Dentro do aço, alguns produtos específicos, como o vergalhão, por exemplo, tiveram quedas maiores de preços na ponta, o que faz a variação do ano ficar negativa em 3,18% no acumulado de janeiro a outubro deste ano, na comparação com o mesmo período de 2009. As bobinas e chapas grossas de aço ou carbono, porém, somam ainda alta de 11,2% no acumulado até outubro, embora tenham tido queda de preço na ponta em setembro e outubro, de 3,08% e de 1,04%, respectivamente.

As variações medidas pelo IGP-DI, explica Quadros, refletem os preços do aço produzido no Brasil. Segundo ele, a redução de preços é resultado da pressão das importações no mercado interno. "Há evidências de que a demanda internacional de aço não está firme, o que resulta em queda de preços no mercado internacional." Essa redução, diz, combinada com o real valorizado em relação ao dólar, facilita as importações.

Também atraída pela redução de preço propiciada pelo câmbio, a Metal Mecânica Maia é um exemplo de como a importação de produtos siderúrgicos também está sendo realizada por empresas do próprio setor metalúrgico.
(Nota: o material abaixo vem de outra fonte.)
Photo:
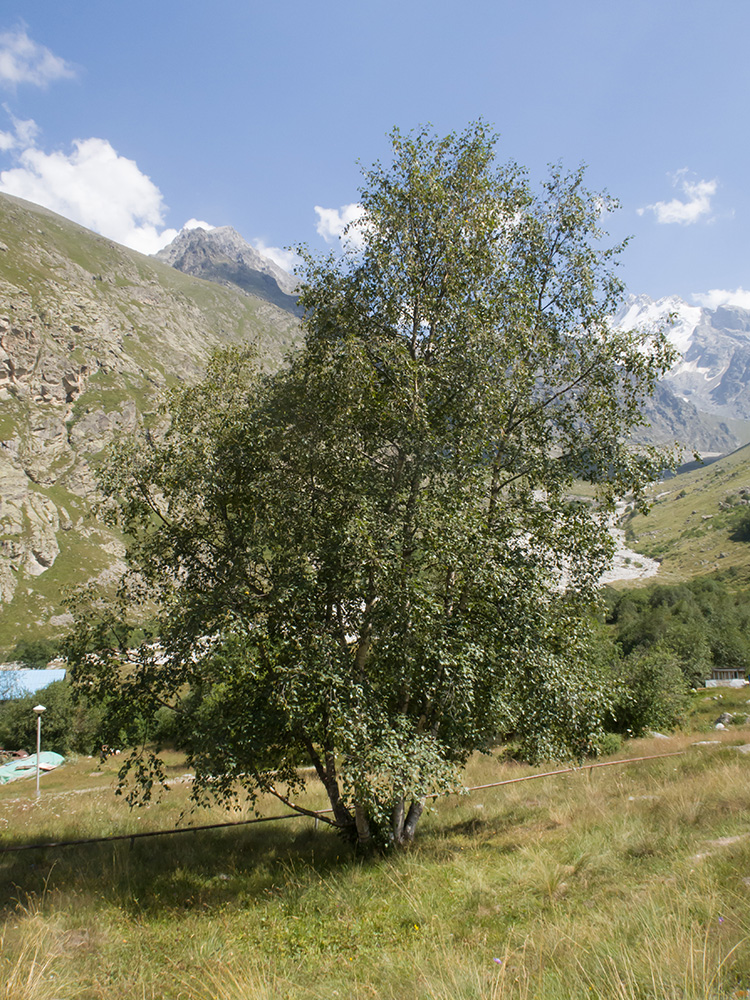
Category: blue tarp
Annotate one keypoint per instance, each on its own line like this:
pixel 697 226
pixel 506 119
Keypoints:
pixel 26 766
pixel 17 682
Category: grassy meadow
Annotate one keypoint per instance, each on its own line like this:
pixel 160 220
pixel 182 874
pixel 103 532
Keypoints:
pixel 624 882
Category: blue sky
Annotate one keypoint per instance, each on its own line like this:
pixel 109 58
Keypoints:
pixel 134 118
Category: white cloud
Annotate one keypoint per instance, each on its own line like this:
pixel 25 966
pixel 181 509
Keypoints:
pixel 697 205
pixel 197 224
pixel 24 133
pixel 96 187
pixel 23 60
pixel 341 223
pixel 721 297
pixel 286 259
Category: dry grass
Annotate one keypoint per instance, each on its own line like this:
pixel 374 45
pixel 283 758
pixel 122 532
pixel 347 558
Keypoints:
pixel 626 882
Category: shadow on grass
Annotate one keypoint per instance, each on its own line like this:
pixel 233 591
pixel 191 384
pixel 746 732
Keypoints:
pixel 206 869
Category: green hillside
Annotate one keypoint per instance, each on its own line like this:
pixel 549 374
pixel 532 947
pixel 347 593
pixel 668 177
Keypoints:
pixel 91 334
pixel 693 526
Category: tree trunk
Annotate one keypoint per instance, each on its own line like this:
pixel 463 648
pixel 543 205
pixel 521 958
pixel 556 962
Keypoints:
pixel 410 826
pixel 363 827
pixel 397 819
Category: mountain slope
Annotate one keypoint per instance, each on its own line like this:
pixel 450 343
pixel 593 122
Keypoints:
pixel 693 526
pixel 90 334
pixel 221 255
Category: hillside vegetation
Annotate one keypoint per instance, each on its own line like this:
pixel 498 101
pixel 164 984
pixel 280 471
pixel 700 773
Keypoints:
pixel 626 882
pixel 695 523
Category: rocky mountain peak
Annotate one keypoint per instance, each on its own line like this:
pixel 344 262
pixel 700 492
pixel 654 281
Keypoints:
pixel 223 256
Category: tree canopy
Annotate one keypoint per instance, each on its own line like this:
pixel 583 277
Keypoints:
pixel 370 561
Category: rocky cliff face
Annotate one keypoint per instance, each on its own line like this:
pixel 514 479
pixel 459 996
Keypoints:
pixel 90 334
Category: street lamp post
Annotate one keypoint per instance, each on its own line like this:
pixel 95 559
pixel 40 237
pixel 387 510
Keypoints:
pixel 38 709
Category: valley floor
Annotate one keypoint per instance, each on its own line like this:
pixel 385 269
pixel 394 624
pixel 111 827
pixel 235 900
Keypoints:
pixel 623 882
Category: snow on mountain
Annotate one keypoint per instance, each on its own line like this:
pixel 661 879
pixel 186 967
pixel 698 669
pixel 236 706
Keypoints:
pixel 713 372
pixel 642 311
A empresa fabrica tradicionalmente autopeças, além de estampados, aramados e gabinetes diversos.

Em 2009, a indústria, diz o seu diretor-administrativo-financeiro, Daniel Barreto, passou a produzir treliças, telas e vergalhões. Para isso, importou 10 mil toneladas de fio-máquina. Este ano, as importações de produtos siderúrgicos da metalúrgica somaram 35 mil toneladas distribuídas entre fio-máquina e vergalhões. A aposta numa nova linha de produção aconteceu como resultado de "uma convergência de fatores", diz Barreto.

A empresa, diz o diretor, opta por trazer fio-máquina da Turquia em vez de comprar no mercado interno em função da diferença de preço provocada pelo câmbio. No mercado interno, diz ele, a empresa pagaria perto de R$ 2,5 mil por tonelada do produto. A empresa importa por cerca de US$ 650 a tonelada.

Barreto diz que a nova linha demandou investimento. "Para se importar fio-máquina, por exemplo, é preciso comprar 3 mil toneladas para ser viável. Levando em conta o preço, já são US$ 2,1 milhões só para começar a brincadeira." Atualmente, porém, com o câmbio mais favorável, diz, alguns fabricantes têm conseguido compras em volumes menores por meio de tradings e distribuidoras. A importação da Metalúrgica Maia também foi alvo de ação judicial do IABr.